To clarrify the system's running process, let's summarize what happends for a user submitted scheduling task:

the user creates a task record in the system with execution_start, execution_interval and the execution_binary.
the scheduler will call the task service to get all tasks whose last_schedule_time is empty or is less than the `last_schedule_time + execute_interval <= current_time + 1hour`, then the scheduler will call the create_task_executions for every task.
The execution service will create task executions for tasks.
When the execution schedule_time is less than current_time + 10 minutes, the execution monitor will create the execution message and push it into the queue.
The execution worker will fetch the execution message and wait until the schedule time, then call the task runner to execute it.
Until the task execution is done, the execution worker will update the executions status and send the notification message to the message queue.
the notification workers will notify the task execution's state.

Detailed Component Design

Deep dive into 2-3 key components. Explain how they work, how they scale, discuss tradeoffs, capacity, and any relevant algorithms or data structures.

To achieve minimal delay in the system, I will apply cache with database for the task service and execution service:

Execution service

Execution service is the possible bottleneck, let me introduce it in detail:

The API `create_executions` with until may be invoked frequently by the Execution monitor.

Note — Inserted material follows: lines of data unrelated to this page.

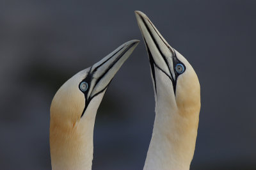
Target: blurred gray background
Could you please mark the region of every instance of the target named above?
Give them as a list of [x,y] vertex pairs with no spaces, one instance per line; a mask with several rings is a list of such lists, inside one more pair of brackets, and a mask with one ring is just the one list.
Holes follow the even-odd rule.
[[[122,43],[145,13],[193,65],[202,109],[191,169],[256,169],[255,1],[1,1],[1,169],[51,169],[58,89]],[[143,42],[99,107],[93,169],[142,169],[154,119]]]

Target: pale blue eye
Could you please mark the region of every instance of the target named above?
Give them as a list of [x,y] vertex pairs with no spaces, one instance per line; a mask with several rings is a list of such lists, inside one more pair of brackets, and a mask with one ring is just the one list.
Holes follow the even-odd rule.
[[83,81],[81,83],[80,83],[79,88],[81,91],[84,92],[86,91],[88,89],[88,83],[86,82],[85,81]]
[[182,73],[185,71],[185,67],[184,65],[181,63],[177,64],[175,69],[178,73]]

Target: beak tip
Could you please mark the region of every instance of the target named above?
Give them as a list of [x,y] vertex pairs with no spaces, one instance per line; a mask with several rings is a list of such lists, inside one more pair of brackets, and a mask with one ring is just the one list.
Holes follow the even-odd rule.
[[132,40],[131,41],[129,41],[125,43],[125,46],[129,46],[131,45],[137,45],[140,42],[140,40]]

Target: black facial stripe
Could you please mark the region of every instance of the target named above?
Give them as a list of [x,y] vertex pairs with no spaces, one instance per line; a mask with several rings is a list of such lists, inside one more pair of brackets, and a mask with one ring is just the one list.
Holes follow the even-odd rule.
[[[102,93],[104,90],[106,90],[106,89],[108,88],[108,86],[109,85],[110,82],[111,82],[112,79],[109,81],[109,82],[107,84],[107,86],[106,86],[105,88],[104,88],[101,91],[99,91],[98,93],[97,93],[96,94],[95,94],[93,96],[92,96],[92,97],[89,96],[89,97],[88,97],[88,92],[89,91],[89,89],[90,89],[90,88],[94,88],[94,87],[95,87],[95,86],[97,86],[97,84],[99,83],[99,82],[100,81],[100,79],[102,79],[104,77],[105,77],[105,75],[106,75],[106,73],[109,71],[110,69],[111,69],[111,68],[113,68],[113,66],[115,65],[115,64],[116,62],[118,62],[118,61],[119,61],[119,59],[124,56],[124,54],[125,54],[125,52],[126,52],[128,50],[129,50],[130,48],[131,48],[131,47],[132,47],[135,43],[133,43],[131,44],[128,48],[127,48],[124,51],[123,51],[123,52],[122,52],[122,54],[118,56],[118,58],[116,58],[116,59],[111,63],[111,65],[110,65],[110,66],[109,66],[108,68],[108,69],[104,72],[104,73],[103,73],[100,77],[99,77],[99,78],[97,79],[97,81],[96,81],[96,82],[95,82],[95,85],[94,85],[93,87],[90,87],[91,82],[92,82],[92,78],[93,77],[93,75],[94,73],[97,71],[97,68],[99,68],[99,66],[103,65],[104,63],[105,63],[108,60],[109,60],[110,58],[112,58],[113,56],[114,56],[115,54],[116,54],[116,53],[118,53],[119,51],[120,51],[124,47],[121,48],[118,51],[117,51],[116,52],[115,52],[113,55],[111,56],[111,57],[110,57],[109,58],[108,58],[108,59],[106,61],[105,61],[103,63],[101,63],[99,66],[98,66],[97,67],[96,67],[95,69],[94,69],[94,70],[92,70],[92,67],[91,67],[88,75],[86,76],[86,77],[84,79],[83,79],[83,80],[81,81],[81,82],[83,82],[83,81],[86,81],[86,82],[88,84],[88,90],[87,90],[87,91],[85,91],[85,92],[83,92],[83,91],[82,91],[82,92],[84,93],[84,98],[85,98],[85,105],[84,105],[84,110],[83,111],[83,113],[82,113],[82,115],[81,116],[81,117],[82,117],[82,116],[84,115],[84,112],[85,112],[85,111],[86,110],[87,107],[88,107],[88,105],[89,104],[90,104],[90,102],[95,97],[97,96],[99,94]],[[80,84],[81,84],[81,82],[79,83],[79,86],[80,86]]]
[[162,40],[163,42],[165,44],[165,45],[166,45],[166,47],[169,49],[170,51],[172,52],[172,54],[173,56],[174,56],[175,52],[174,50],[171,48],[171,47],[170,47],[170,45],[166,43],[164,40],[163,40],[162,37],[161,37],[160,35],[157,33],[157,31],[156,31],[156,28],[154,27],[153,24],[151,22],[151,21],[148,19],[148,21],[149,23],[150,23],[151,26],[152,26],[154,30],[155,30],[156,33],[157,34],[157,35],[159,36],[160,39]]
[[[167,66],[168,66],[168,61],[167,61],[167,59],[166,59],[166,57],[163,54],[162,51],[160,50],[159,45],[158,43],[156,42],[156,39],[155,39],[154,35],[152,35],[152,32],[151,32],[150,30],[150,29],[149,29],[148,25],[147,24],[147,23],[146,23],[146,22],[145,21],[144,19],[143,19],[141,16],[140,16],[140,18],[141,19],[142,21],[143,22],[144,25],[145,26],[145,27],[146,27],[146,28],[147,28],[148,32],[149,34],[150,35],[150,36],[151,36],[151,38],[152,38],[152,40],[153,40],[153,41],[154,41],[154,43],[155,43],[155,45],[156,45],[156,47],[157,47],[158,51],[159,52],[159,53],[160,53],[161,56],[162,56],[163,59],[164,59],[165,63],[166,64]],[[171,74],[171,80],[172,80],[172,82],[173,82],[173,76],[172,76],[172,72],[171,72],[171,70],[170,70],[169,66],[168,66],[168,68],[169,72],[170,72],[170,74]],[[170,76],[168,76],[168,77],[170,77]]]
[[150,67],[151,67],[151,72],[152,72],[152,76],[153,76],[154,84],[155,84],[156,93],[157,94],[157,88],[156,88],[156,82],[155,66],[154,66],[154,64],[155,62],[154,61],[153,56],[151,54],[150,49],[148,49],[148,45],[146,42],[146,40],[145,40],[145,38],[144,38],[144,42],[146,43],[147,51],[148,52],[148,54],[149,63],[150,63]]
[[117,61],[119,61],[119,59],[124,56],[124,54],[125,54],[125,52],[126,52],[127,50],[129,50],[131,47],[132,47],[132,46],[134,45],[134,43],[133,43],[131,44],[131,45],[129,46],[129,47],[127,48],[124,51],[123,51],[123,52],[122,52],[122,54],[118,56],[118,58],[116,58],[116,59],[111,63],[111,65],[110,65],[110,66],[108,68],[108,70],[106,70],[105,71],[105,72],[104,72],[100,77],[99,77],[99,78],[97,79],[97,81],[96,81],[96,82],[95,82],[95,86],[96,86],[96,84],[100,81],[100,79],[101,79],[102,78],[103,78],[103,77],[106,75],[106,74],[108,72],[108,71],[109,71],[109,70],[111,69],[111,68],[113,68],[113,66],[115,65],[115,64]]
[[124,47],[122,47],[121,49],[120,49],[118,51],[116,51],[116,52],[115,52],[115,54],[113,54],[111,57],[109,57],[108,59],[106,59],[105,61],[104,61],[102,63],[101,63],[100,65],[99,65],[99,66],[97,66],[97,67],[95,67],[95,68],[94,69],[94,72],[97,71],[97,70],[98,69],[99,67],[101,66],[102,65],[103,65],[104,64],[105,64],[109,60],[109,59],[111,59],[113,56],[114,56],[115,54],[116,54],[116,53],[118,53],[119,51],[120,51],[122,49],[124,49]]
[[154,66],[156,66],[156,68],[157,68],[159,70],[160,70],[162,72],[163,72],[167,77],[169,77],[169,79],[172,81],[172,82],[173,84],[173,88],[176,87],[176,86],[175,84],[173,84],[173,79],[172,78],[172,77],[170,77],[170,75],[164,70],[163,70],[162,68],[160,68],[160,66],[159,66],[155,62],[155,61],[154,60],[153,56],[151,54],[150,50],[148,48],[148,45],[146,41],[145,40],[145,43],[146,44],[146,47],[147,47],[147,50],[148,51],[148,58],[149,58],[149,63],[150,64],[150,67],[151,67],[151,70],[152,70],[152,75],[153,75],[153,79],[154,79],[154,84],[155,84],[155,88],[156,88],[156,92],[157,91],[156,89],[156,74],[155,74],[155,68]]
[[[156,46],[157,47],[157,49],[158,50],[158,51],[159,52],[159,53],[161,54],[161,56],[162,56],[162,58],[163,58],[164,62],[166,63],[166,65],[168,66],[169,72],[170,73],[171,76],[168,75],[164,71],[163,71],[157,65],[156,65],[156,63],[155,63],[155,61],[154,61],[154,58],[152,56],[152,54],[150,51],[150,49],[148,48],[148,45],[147,45],[146,40],[144,38],[144,41],[146,43],[146,46],[147,46],[147,49],[148,50],[148,57],[149,57],[149,60],[150,60],[150,67],[151,67],[151,70],[152,72],[152,75],[153,75],[153,79],[154,81],[154,84],[155,84],[155,87],[156,87],[156,75],[155,75],[155,73],[154,71],[154,65],[156,66],[156,67],[157,67],[158,69],[159,69],[161,71],[162,71],[163,73],[164,73],[172,81],[172,84],[173,84],[173,91],[174,91],[174,94],[176,94],[176,86],[177,86],[177,80],[178,79],[179,75],[180,75],[179,73],[178,73],[175,70],[175,66],[178,63],[182,63],[179,60],[179,59],[177,58],[176,56],[176,52],[175,51],[174,49],[172,49],[172,48],[171,47],[170,47],[170,45],[168,44],[167,44],[162,38],[162,37],[160,36],[160,35],[157,33],[157,31],[156,31],[156,29],[155,29],[155,27],[153,26],[153,24],[149,20],[149,19],[148,19],[148,22],[151,24],[151,26],[152,26],[153,29],[154,29],[154,31],[156,31],[156,33],[157,34],[157,35],[159,36],[159,37],[160,38],[160,39],[163,41],[163,42],[166,45],[166,47],[169,49],[170,51],[171,52],[172,54],[172,63],[173,63],[173,71],[175,75],[175,79],[173,78],[172,72],[170,69],[170,67],[168,66],[168,63],[166,59],[166,57],[162,53],[162,52],[160,50],[159,48],[159,45],[158,44],[158,43],[156,42],[156,39],[154,38],[154,36],[153,36],[152,32],[150,31],[150,29],[148,28],[148,26],[147,26],[146,22],[145,21],[144,19],[141,17],[140,16],[140,18],[141,19],[142,21],[144,23],[144,25],[145,26],[148,32],[149,33],[149,34],[150,35],[151,38],[152,38]],[[183,65],[183,63],[182,63]],[[184,65],[183,65],[184,66],[184,70],[186,70],[186,66]]]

It will store a task's record inside database, if new executions are created, then the task record's last_schedule_time will be updated, then the cache item is removed. If no new executions need to be created, then the task record will be write into the cache if it doesn't exist.

And the execution's record will also be written into the cache after it's updated, so that the query will be efficient.

Execution monitor

Execution monitor is a stateless process, and it will check to-be-executed executions in the near future periodically. I can deploy multiple instances for high reliability, and each of them works independently. And they use row-level locking in the database to avoid duplicate execution messages. If an execution state is already SCHEDULED, nothing will happen.

Its logic is as follows:

```

// find all to-be-executed executions in the near future

// randomize the executions

// iterate every execution

// lock the execution row

// if the execution state is already SCHEDULED, abort

// create the execution message

// update the execution state

// commit the DB update

```

This is row-level locking, so the execution creation can run with high concurrency.

Scheduler

The scheduler is very similar to the execution monitor for high performance and reliability. It will check the task record row and lock it to call `create_task_executions`.

Future improvements

Auto scale

The number of current-to-be-executed tasks in the system may not be stable; at times, it may be very small, while at other times, very large.

I can create a monitor service to monitor current tasks to be schedule and executions to be executed in near future, then create a auto-scale policy on this, then to optimize our system's cost.

Data auto-expire

The system's execution data is massive, for example 10 0k rows every day, but the execution records will not be used for scheduling after the execution finished. We can move the finished execution data every week or month to the archive storage for lower cost and higher performance of the DB.